A Jamaican miracle
A little over two weeks ago, on Friday, February 10, the editor of the Financial Times (FT) Alphaville blog, Robin Wigglesworth, describing Jamaica’s economic turnaround, said “This is as close to a miracle as you are ever likely to see.”
His comments were based on the press release on the IMF’s recent Article 4 report, the full report of which was released roughly a week later, immediately after our Minister of Finance tabled the first round of our budget documents, “The Estimates of Expenditure” on February 14.
The FT’s Robin Wigglesworth is no stranger to Jamaica, having visited us more than once (and subsequently) during one of Jamaica’s tougher economic periods, between the two debt exchanges of 2010 and 2013, events the international press always consider newsworthy even for a small country due to the interest of the international capital market in debt. His comment was made as a comparison with where we were a decade ago in 2013, “circling the economic drain” as he put it, before managing an “improbable” escape, which he had previously covered in a lengthy, surprisingly accurate, two-part series in 2019 just before COVID but immediately after Jamaica had left the IMF.
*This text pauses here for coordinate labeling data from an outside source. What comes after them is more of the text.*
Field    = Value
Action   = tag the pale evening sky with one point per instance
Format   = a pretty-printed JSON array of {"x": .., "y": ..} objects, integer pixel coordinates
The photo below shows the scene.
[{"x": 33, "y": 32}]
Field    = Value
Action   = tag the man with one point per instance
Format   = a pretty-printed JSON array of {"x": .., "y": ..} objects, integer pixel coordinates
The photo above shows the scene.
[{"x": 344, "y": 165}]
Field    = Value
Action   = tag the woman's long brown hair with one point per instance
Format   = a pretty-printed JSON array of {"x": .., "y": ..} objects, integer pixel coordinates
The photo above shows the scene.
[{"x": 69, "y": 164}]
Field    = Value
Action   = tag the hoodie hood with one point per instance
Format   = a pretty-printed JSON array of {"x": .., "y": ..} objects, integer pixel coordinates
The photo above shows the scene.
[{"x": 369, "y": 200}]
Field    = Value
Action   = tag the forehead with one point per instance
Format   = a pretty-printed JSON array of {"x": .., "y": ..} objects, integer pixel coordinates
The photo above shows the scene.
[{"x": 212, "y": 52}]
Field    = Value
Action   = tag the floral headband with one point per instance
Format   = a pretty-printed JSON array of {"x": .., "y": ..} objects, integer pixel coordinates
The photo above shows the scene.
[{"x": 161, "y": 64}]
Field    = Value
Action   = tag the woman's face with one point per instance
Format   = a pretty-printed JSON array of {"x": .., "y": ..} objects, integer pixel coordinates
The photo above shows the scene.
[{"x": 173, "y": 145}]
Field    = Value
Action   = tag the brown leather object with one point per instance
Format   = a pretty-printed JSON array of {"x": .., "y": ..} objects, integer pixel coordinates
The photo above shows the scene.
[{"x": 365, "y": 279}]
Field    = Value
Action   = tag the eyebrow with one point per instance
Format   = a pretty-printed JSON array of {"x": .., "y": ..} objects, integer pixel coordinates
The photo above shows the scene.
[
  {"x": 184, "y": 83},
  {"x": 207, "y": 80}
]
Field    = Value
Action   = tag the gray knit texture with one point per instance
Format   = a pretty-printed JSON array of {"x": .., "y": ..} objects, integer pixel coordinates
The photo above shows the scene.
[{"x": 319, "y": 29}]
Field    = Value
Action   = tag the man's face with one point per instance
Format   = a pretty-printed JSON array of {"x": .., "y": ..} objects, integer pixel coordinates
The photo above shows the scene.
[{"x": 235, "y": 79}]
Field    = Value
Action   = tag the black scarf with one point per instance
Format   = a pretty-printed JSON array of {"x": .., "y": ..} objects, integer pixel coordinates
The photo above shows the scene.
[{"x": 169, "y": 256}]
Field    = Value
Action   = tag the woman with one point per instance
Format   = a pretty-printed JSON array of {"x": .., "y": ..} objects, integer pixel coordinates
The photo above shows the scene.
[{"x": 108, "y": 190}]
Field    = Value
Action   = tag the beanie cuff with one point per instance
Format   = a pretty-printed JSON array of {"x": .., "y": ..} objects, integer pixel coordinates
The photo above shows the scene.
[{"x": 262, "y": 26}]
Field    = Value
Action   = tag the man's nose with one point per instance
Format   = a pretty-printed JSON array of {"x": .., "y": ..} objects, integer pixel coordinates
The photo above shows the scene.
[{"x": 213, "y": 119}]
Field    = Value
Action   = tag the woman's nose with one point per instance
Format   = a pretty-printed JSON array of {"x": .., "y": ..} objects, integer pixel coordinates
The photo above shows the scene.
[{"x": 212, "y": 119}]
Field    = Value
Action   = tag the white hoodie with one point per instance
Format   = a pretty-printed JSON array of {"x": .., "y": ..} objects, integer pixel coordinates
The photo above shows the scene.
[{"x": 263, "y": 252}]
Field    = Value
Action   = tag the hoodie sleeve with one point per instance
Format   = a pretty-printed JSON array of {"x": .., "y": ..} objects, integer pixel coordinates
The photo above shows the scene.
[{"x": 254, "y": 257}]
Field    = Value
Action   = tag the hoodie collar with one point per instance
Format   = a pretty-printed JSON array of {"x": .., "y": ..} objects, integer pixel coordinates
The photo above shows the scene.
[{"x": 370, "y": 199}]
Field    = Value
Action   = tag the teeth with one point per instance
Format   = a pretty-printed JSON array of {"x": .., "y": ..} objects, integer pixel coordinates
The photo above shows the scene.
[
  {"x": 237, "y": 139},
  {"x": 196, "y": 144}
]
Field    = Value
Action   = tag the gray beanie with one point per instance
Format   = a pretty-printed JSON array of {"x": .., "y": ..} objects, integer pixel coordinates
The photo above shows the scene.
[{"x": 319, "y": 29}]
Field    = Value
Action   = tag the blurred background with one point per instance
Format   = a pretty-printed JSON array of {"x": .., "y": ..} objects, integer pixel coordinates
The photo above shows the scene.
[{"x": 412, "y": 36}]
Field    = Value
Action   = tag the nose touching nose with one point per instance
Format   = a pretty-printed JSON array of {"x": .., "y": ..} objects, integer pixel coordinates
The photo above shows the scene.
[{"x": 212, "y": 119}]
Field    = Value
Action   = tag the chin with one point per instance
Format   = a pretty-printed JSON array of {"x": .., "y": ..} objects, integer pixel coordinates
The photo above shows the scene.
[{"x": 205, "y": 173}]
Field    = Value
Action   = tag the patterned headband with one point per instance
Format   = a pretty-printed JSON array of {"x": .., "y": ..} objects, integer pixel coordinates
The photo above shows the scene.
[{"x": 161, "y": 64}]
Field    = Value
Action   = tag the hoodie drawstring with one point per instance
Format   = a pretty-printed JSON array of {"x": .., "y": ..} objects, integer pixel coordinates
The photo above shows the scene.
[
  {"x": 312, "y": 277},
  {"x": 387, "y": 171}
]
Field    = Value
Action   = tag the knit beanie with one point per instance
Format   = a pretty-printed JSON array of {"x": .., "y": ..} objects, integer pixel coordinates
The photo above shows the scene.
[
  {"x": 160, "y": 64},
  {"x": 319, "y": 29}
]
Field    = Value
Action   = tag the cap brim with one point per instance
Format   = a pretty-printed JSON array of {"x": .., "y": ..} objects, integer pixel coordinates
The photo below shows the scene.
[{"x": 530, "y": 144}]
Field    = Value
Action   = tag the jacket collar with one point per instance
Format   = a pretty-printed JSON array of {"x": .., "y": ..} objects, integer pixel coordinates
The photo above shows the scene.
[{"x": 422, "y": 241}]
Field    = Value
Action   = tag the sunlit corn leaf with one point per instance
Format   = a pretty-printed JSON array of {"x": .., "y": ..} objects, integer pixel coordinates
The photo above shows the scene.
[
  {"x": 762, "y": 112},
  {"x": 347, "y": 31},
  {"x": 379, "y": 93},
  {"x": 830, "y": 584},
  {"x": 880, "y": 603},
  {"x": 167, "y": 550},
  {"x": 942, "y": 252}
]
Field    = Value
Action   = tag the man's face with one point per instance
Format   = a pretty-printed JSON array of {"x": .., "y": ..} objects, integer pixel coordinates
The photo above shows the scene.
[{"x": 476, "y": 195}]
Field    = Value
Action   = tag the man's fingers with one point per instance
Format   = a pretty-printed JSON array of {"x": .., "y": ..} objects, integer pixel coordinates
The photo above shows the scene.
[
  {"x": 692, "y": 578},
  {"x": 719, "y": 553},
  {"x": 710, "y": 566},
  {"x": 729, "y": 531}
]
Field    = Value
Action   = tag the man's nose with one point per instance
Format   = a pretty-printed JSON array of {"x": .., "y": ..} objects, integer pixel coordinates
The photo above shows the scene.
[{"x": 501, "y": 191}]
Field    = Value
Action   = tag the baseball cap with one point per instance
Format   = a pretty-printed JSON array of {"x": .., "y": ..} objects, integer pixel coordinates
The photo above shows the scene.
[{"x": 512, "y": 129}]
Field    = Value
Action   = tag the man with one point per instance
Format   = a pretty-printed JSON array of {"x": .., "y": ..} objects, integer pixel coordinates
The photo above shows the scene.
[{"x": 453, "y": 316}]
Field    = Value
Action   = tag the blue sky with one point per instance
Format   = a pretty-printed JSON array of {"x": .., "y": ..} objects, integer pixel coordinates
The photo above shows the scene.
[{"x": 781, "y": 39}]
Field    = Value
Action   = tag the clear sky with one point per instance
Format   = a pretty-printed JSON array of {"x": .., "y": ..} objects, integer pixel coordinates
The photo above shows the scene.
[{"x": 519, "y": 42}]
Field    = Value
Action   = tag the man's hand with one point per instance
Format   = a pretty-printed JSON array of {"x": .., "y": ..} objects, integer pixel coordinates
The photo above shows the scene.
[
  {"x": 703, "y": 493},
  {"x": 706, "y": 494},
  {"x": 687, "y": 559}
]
Of course, it was not really a miracle, but the result of a more than a decade-long consensus on the need for shared sacrifice by the main actors in our society – unions, private sector, financial sector, media and, of course, successive governments over the period – on the critical importance of balanced budgets, fiscal discipline and reducing the level of debt to one that is sustainable for a small, open, energy-dependent country that is highly vulnerable to global shocks.